Publié le  26/04/2017

Marie-Claire Carrère-Gée est la présidente du Conseil d’Orientation pour l’Emploi (COE) depuis 2007. Ce lieu de réflexion et d’échange sur le marché du travail a pour objectif d’analyser les phénomènes qui sous-tendent le secteur et de formuler des propositions de réforme. C’est dans cet esprit qu’il vient de produire une étude ayant pour thème : automatisation, numérisation et emploi. Marie-Claire Carrère-Gée revient pour nous sur ses principaux enseignements.

Le COE vient de publier une étude sur l’automatisation, la numérisation du travail, et leurs conséquences sur l’emploi. Pouvez-vous, concrètement, nous expliquer les phénomènes étudiés par ce rapport ?

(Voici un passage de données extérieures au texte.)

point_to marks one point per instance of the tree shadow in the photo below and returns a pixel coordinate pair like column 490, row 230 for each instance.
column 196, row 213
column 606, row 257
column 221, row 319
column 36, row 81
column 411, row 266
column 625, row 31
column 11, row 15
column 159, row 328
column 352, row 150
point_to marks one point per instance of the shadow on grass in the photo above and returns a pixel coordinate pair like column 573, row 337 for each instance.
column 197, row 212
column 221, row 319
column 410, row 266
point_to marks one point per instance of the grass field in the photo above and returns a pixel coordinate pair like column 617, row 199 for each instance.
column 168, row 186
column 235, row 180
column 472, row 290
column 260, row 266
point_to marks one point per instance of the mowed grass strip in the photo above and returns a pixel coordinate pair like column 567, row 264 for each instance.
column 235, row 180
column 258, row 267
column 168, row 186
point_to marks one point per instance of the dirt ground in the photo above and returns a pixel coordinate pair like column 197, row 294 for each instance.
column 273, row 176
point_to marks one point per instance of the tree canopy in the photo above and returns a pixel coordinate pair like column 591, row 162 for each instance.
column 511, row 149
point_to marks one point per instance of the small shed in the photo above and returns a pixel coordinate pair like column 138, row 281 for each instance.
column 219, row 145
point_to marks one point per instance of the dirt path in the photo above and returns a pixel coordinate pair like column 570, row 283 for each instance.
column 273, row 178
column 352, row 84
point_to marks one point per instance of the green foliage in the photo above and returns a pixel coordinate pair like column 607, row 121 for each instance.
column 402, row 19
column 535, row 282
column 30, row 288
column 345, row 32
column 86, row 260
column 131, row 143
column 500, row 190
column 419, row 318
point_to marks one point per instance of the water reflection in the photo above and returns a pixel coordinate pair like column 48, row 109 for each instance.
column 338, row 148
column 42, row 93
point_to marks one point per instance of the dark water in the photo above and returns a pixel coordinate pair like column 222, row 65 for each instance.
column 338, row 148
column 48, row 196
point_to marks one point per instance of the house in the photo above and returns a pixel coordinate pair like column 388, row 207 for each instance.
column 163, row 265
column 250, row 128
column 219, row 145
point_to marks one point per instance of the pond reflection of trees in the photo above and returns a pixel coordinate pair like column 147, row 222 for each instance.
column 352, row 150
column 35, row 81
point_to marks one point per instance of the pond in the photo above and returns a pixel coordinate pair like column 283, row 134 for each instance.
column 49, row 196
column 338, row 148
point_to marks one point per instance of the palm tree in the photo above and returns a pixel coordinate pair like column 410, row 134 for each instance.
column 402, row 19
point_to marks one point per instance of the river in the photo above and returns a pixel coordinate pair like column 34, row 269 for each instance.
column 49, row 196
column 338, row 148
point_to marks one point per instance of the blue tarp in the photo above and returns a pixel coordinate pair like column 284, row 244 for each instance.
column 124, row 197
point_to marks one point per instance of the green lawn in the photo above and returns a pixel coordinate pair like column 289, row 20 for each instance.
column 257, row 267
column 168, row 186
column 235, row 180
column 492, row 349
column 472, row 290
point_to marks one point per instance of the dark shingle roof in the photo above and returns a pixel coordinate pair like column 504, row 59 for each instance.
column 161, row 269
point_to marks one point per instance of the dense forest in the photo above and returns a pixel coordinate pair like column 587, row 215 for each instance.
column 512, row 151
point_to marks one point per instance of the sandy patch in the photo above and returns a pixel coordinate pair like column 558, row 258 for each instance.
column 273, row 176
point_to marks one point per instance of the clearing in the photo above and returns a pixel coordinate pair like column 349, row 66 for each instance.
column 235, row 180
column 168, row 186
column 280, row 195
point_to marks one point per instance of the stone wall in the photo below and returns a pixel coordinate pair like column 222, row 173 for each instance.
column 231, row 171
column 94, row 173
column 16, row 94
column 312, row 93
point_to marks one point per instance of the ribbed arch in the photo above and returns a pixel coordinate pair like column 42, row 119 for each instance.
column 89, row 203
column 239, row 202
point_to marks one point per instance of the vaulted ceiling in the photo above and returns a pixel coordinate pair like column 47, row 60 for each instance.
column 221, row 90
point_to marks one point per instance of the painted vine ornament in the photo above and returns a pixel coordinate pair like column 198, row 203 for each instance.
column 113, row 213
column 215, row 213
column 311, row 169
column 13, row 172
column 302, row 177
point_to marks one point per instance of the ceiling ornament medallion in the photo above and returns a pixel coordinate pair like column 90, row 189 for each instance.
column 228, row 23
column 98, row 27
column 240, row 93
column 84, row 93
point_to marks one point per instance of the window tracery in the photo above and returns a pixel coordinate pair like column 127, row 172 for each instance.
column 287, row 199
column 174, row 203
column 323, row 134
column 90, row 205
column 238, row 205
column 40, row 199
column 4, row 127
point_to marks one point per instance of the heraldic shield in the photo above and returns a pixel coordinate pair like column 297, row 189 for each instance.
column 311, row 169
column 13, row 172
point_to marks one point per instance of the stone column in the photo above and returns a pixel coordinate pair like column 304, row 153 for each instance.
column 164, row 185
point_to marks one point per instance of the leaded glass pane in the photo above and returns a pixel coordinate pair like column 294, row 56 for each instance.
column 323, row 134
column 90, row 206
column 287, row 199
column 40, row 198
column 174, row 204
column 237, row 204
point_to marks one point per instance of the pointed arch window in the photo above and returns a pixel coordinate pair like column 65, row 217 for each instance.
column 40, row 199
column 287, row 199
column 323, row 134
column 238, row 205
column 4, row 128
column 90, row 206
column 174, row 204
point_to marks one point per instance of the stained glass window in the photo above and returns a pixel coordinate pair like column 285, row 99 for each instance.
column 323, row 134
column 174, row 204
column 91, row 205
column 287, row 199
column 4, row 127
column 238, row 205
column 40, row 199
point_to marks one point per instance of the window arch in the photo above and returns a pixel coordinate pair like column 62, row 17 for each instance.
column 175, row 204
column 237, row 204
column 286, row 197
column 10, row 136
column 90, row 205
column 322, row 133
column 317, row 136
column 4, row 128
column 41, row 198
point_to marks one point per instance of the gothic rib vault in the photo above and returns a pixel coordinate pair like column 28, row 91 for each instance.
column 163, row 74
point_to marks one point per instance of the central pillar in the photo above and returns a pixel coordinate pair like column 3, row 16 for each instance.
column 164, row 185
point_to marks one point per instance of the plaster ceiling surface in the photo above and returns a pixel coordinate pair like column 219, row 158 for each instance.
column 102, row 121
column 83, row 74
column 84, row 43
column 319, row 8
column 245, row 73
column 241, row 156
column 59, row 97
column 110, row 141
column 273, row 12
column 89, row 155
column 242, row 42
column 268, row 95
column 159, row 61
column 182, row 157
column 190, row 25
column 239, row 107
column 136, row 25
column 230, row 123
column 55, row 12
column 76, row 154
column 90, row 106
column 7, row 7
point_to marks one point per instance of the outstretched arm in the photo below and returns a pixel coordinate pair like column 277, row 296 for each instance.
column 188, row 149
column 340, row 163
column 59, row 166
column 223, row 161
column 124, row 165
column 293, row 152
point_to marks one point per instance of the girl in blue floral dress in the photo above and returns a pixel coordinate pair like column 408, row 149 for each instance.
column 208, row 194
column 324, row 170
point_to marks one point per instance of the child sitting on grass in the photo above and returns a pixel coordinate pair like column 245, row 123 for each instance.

Récemment, le débat public a été marqué par la crainte d’un « futur sans emploi ». Et cela, pour des raisons assez classiques – chaque révolution technologique a donné lieu à de grandes peurs – mais aussi parce que des analyses scientifiques contradictoires, ont frappé les esprits : on pense notamment à l’étude conduite par Frey et Osborne, à partir de données sur l’emploi aux Etats-Unis, concluant que près de la moitié des emplois pourrait disparaitre du fait de l’automatisation.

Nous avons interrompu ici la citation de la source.